29L’un des résultats étonnants de l’inventaire Plantadiv mené entre 2009 et 2010 dans 60 villages au Niger, au Cameroun et au Tchad est qu’on retrouve, sur la base des espèces et variétés en présence/absence, la même répartition spatiale que celle qui est décrite au début du XXe siècle par les administrateurs coloniaux : les agrosystèmes les plus diversifiés se trouvent globalement en zones soudano-sahélienne et soudanienne, avec partout une prédominance céréalière à laquelle s’ajoutent les tubercules dans les zones méridionales (Garine et al., 2013). Selon cette classification, ni la culture cotonnière qui a profondément marqué l’agriculture dans le Nord-Cameroun et le Sud-Tchad, ni la péjoration climatique de la deuxième moitié du XXe siècle, ni les politiques semencières n’ont eu de conséquences radicales sur la diversité des cortèges de plantes cultivées localement par les agriculteurs, encore bien déterminés par leurs localisations géographique et culturelle (Raimond et al., 2014). Ce n’est donc pas dans ce jeu de données en présence/absence des espèces et des variétés qu’il faut rechercher l’empreinte spatiale de l’urbanisation sur les plantes cultivées : si les agrosystèmes se réorganisent pour répondre à la demande des marchés urbains, ce n’est pas au prix d’une spécialisation provoquant une chute de l’agro-biodiversité.
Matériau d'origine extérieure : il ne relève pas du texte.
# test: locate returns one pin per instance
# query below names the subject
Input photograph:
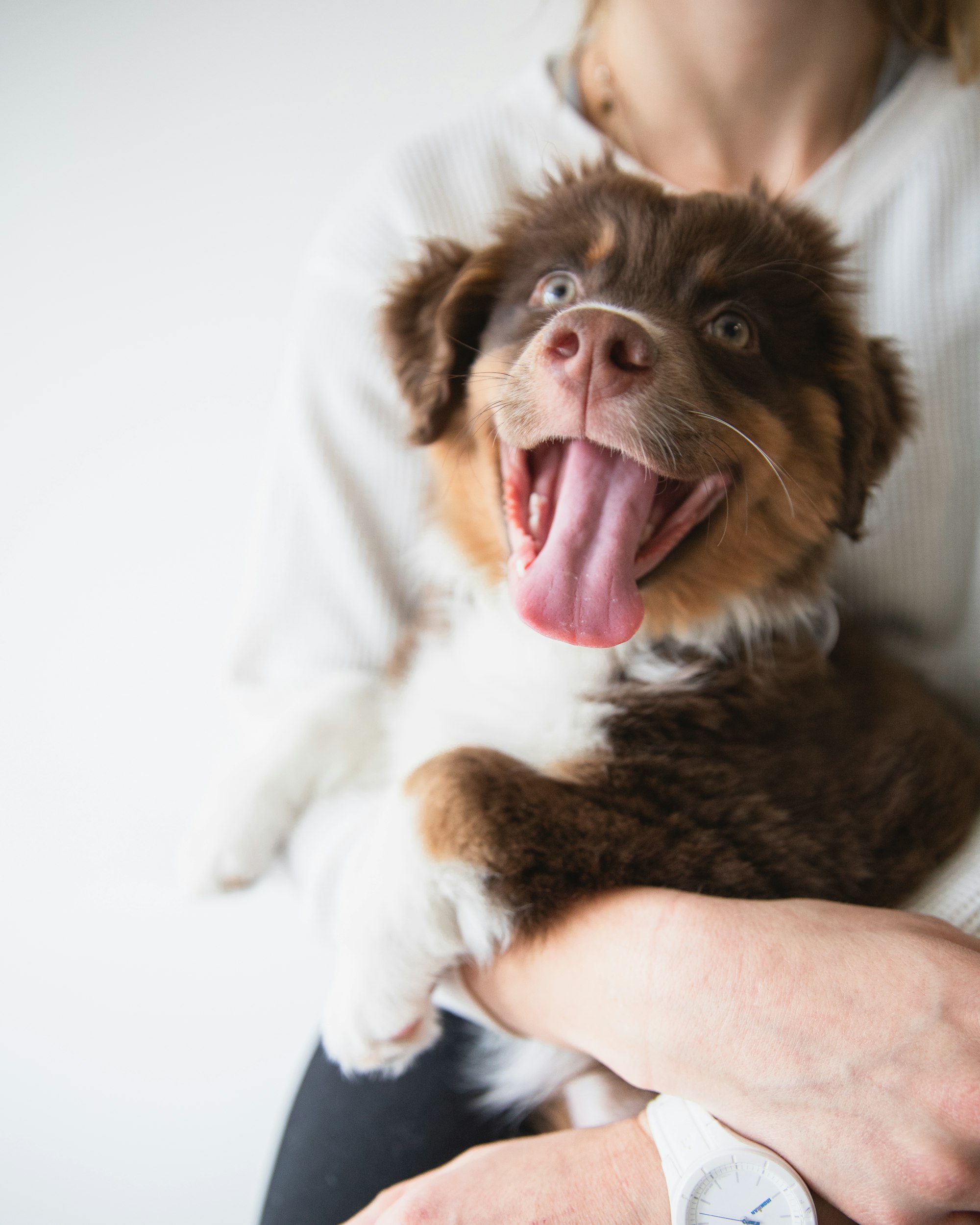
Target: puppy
(650, 417)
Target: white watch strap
(685, 1133)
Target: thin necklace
(604, 106)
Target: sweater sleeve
(331, 584)
(332, 581)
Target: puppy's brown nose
(598, 349)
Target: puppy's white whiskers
(711, 417)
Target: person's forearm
(846, 1038)
(592, 981)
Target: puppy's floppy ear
(433, 324)
(876, 413)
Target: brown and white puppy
(650, 417)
30Le traitement des données sur la commercialisation n’a pas non plus donné de classification satisfaisante des agrosystèmes : même si l’on distingue les produits commercialisés en gros sur de longues distances, de ceux qui le sont en petites quantités pour des filières courtes, il s’avère que dans tous les agrosystèmes on vend un peu de tout, qu’aucun ne se spécialise sur un ou plusieurs produits et que tous les produits peuvent être commercialisés (Raimond et Garine, 2011). Le statut de « vivrier marchand » (Chaléard, 1996) n’est pas réservé aux grandes filières destinées aux grands centres urbains ou aux filières agro-industrielles ; il revêt une importance tout aussi grande pour toutes les autres plantes cultivées dans les campagnes où les débouchés sur les marchés locaux dégagent un numéraire certes plus modeste mais vital pour les populations.
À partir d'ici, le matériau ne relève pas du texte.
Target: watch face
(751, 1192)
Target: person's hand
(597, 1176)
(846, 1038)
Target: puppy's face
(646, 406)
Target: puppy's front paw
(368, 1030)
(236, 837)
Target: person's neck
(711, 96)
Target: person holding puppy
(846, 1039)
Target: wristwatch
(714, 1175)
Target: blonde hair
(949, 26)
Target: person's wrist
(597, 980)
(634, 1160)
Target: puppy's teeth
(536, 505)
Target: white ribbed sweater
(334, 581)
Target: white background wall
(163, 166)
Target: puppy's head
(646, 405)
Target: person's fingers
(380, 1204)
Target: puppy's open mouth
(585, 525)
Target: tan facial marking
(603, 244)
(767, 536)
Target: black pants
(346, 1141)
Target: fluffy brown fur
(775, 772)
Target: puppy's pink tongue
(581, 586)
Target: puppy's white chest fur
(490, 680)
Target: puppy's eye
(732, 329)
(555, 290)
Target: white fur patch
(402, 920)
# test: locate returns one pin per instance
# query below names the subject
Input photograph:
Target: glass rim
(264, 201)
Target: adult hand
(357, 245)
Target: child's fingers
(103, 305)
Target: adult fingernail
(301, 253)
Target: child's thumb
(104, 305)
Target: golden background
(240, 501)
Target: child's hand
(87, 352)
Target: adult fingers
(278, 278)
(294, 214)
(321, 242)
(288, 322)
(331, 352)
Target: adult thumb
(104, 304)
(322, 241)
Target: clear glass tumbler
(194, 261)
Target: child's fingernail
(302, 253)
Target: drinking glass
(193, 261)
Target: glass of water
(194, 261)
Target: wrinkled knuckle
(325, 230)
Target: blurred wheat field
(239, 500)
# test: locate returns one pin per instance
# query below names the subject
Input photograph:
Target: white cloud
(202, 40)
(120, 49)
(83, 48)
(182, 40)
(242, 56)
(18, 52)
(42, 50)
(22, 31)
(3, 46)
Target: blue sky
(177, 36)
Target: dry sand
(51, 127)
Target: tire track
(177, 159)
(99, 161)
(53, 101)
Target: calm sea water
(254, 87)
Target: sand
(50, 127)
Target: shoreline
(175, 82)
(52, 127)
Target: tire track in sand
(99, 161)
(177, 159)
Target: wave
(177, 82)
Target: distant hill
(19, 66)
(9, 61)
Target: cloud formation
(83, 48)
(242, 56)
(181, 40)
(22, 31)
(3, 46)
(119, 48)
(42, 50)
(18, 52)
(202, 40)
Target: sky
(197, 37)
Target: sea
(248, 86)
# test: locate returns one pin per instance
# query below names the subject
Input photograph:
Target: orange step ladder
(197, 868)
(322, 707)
31C’est la forte diversification observée pendant la seconde moitié du XXe siècle qui pourrait le mieux témoigner des effets de l’urbanisation sur la répartition des plantes cultivées à l’échelle régionale. Les sociétés cotonnières (Cotontchad au Tchad et Sodecoton au Cameroun) ont eu une responsabilité, directe et indirecte, dans l’extension de certaines cultures : principalement les variétés sélectionnées de maïs blanc qui ont été diffusées avec le système de culture du « vivrier intensif » vulgarisé en rotation avec le coton, mais aussi de nouvelles variétés de manioc et d’arachide, plus récemment, de riz pluvial et de soja. Ces variétés se sont diffusées en même temps que la zone cotonnière s’agrandissait. Les services agricoles nationaux ont également diffusé des semences sélectionnées de cultures vivrières, dont les sorghos à cycle court (la plus commune est la S35) ou repiqués (deux variétés diffusées au Tchad) qui ont été ajoutés aux collections variétales locales de sorgho sans les remplacer totalement. Les projets de développement des cultures maraîchères en bas-fond au Sahel et dans les monts Mandara régulièrement touchés par les disettes ont aussi initié une forte diversification des agricultures.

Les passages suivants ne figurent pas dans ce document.